Dalla colonizzazione della finanza, che ha dismesso i legami col lavoro reale e ha abbracciato a piene mani la speculazione derivativa, alla tokenizzazione dell’esistenza, già preconizzata da André Gorz ne L’immateriale (2003) all’alba del terzo millennio e poi palesatasi con precisione nei rivoli immersivi del web3 e i suoi metaversi illusori. E ancora, dalla perdita del senso del reale, diluito nella precessione dei simulacri della realtà, alla performance in diretta streaming come unico modus vivendi per predatori e cacciatori di approvazione sociamediale.
Lavoro agile e lavoro fragile
Il lavoro è fr-agile, e probabilmente si è rotto. O l’abbiamo rotto noi.
Scoppiato in mille pezzi come lo specchio dell’identità del XX secolo, andata in frantumi al capezzale degli anni ‘70 – il decennio che ha visto imporsi, da un lato, la critica accademica al modello di sviluppo capitalista e consumista e, dall’altro, il primo grande shock energetico (dal dopoguerra), quello petrolifero, del mondo occidentale contemporaneo – con conseguente rimescolamento delle carte socio-politiche occidentali.
In questa partita iper-complessa la carta vincente può essere – deve essere – la carta del digitale: pensato, progettato e utilizzato come leva per aumentare accessibilità a lavori dignitosi, per abilitare e informare competenze nuove, per innervare di proposte diversificate un’educazione che sarà sempre più on demand.
Un linguaggio universale, un esperanto a sorpresa. Uno strumento fondamentale per avallare le transizioni – energetiche, comunitarie, ecologiche – che potrebbero permetterci di raggiungere un sano equilibrio nelle modalità di abitare il pianeta Terra, l’unico vero condominio globale in cui viviamo.
In questo senso Milano Digital Week ha sottolineato anche quest’anno la necessità di attivare una riflessione corale, bottom-up, sul ruolo del digitale per immaginare nuovi modi di svilupparsi e vivere insieme, dentro limiti ormai cogenti e sotto gli occhi di tutti.

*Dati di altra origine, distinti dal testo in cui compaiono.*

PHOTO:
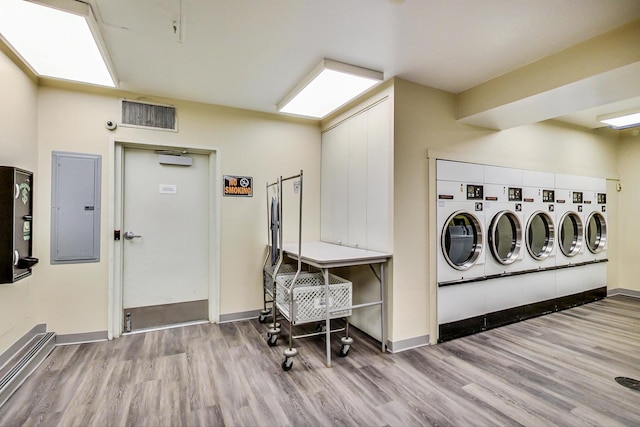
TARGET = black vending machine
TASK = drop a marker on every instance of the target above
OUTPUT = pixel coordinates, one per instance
(16, 216)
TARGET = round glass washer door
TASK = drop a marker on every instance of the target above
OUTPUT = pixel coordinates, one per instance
(596, 235)
(462, 240)
(571, 234)
(505, 237)
(541, 235)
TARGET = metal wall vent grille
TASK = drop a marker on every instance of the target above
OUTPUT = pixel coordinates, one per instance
(149, 115)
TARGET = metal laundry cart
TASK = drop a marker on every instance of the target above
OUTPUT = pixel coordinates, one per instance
(303, 297)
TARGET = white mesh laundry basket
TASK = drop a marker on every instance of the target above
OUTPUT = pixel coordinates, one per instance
(268, 272)
(308, 300)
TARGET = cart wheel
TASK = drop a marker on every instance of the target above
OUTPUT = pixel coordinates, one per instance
(272, 340)
(344, 350)
(287, 364)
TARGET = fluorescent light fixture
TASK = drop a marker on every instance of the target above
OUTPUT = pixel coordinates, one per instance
(327, 87)
(622, 120)
(56, 38)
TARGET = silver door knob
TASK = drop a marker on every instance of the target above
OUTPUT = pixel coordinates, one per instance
(129, 235)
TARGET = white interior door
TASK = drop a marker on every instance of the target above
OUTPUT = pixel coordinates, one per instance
(165, 240)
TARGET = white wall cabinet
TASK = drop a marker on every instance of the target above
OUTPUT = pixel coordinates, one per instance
(356, 180)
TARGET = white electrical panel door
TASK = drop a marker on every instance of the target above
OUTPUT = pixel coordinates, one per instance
(75, 208)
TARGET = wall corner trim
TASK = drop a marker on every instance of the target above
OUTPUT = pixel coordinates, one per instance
(408, 344)
(242, 315)
(8, 354)
(624, 292)
(81, 338)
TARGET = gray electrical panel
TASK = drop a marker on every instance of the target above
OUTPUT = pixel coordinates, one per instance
(75, 207)
(16, 217)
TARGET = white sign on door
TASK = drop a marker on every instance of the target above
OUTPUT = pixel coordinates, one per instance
(168, 189)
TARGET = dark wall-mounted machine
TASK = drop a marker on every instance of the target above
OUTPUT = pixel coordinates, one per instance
(16, 217)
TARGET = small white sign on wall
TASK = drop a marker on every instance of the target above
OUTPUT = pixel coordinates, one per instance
(168, 189)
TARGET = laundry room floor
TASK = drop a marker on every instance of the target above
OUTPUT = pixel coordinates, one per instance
(558, 369)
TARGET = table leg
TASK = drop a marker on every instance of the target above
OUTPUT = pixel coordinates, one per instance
(325, 274)
(382, 308)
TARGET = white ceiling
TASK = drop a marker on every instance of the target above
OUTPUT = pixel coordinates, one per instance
(249, 53)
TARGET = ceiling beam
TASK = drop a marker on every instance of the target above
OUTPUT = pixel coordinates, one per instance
(571, 80)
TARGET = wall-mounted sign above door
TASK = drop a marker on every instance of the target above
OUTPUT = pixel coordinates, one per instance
(238, 186)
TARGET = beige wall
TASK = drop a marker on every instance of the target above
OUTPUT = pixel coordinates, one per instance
(629, 212)
(18, 142)
(74, 298)
(425, 123)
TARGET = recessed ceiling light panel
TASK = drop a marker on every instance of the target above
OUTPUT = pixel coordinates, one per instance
(330, 85)
(56, 41)
(621, 120)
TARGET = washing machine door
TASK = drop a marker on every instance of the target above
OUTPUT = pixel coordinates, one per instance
(505, 237)
(571, 234)
(541, 235)
(462, 240)
(596, 235)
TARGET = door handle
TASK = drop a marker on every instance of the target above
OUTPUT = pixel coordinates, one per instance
(129, 235)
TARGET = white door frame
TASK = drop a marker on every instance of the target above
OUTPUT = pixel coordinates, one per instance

Per costruire nuovi mondi e possibilità, contro la glorificazione dell’innovazione fine a sé stessa, e supposti miti di distruzione creatrice à la Schumpeter, in un contesto storico-culturale come quello italiano dove non c’è ancora troppo spazio per gli unicorni, ma che può invece fare la differenza sfruttando il suo florido ecosistema di PMI, le vere start up del nostro mondo; così come riflettendo su modelli alternativi rispetto ai peana della creatività sprovvista di timoni o palafrenieri che, sebbene affascinante, hanno perso senza diritto di replica la partita con la Storia. Almeno finora.
Formazione on demand
Dentro questo mosaico di complessità giace altresì la mancata formazione di figure professionali adeguate, in un mercato paradossalmente magmatico e in perenne fermentazione. Le università cercano di intraprendere un percorso di profonda trasformazione e allineamento alle necessità contingenti, quando non perdono tempo prezioso dentro arroccati scetticismi verso i nuovi sentieri della formazione on demand, mentre i reticoli delle università telematiche corrono verso le numerose richieste di studenti che non prediligono più le grandi metropoli o città piattaforma, con costi insostenibili per loro e le loro famiglie, preferendo centri urbani meno dispersivi, sfruttando le possibilità di flessibilità e remote/south working che il lavoro “fr-agile” offre loro.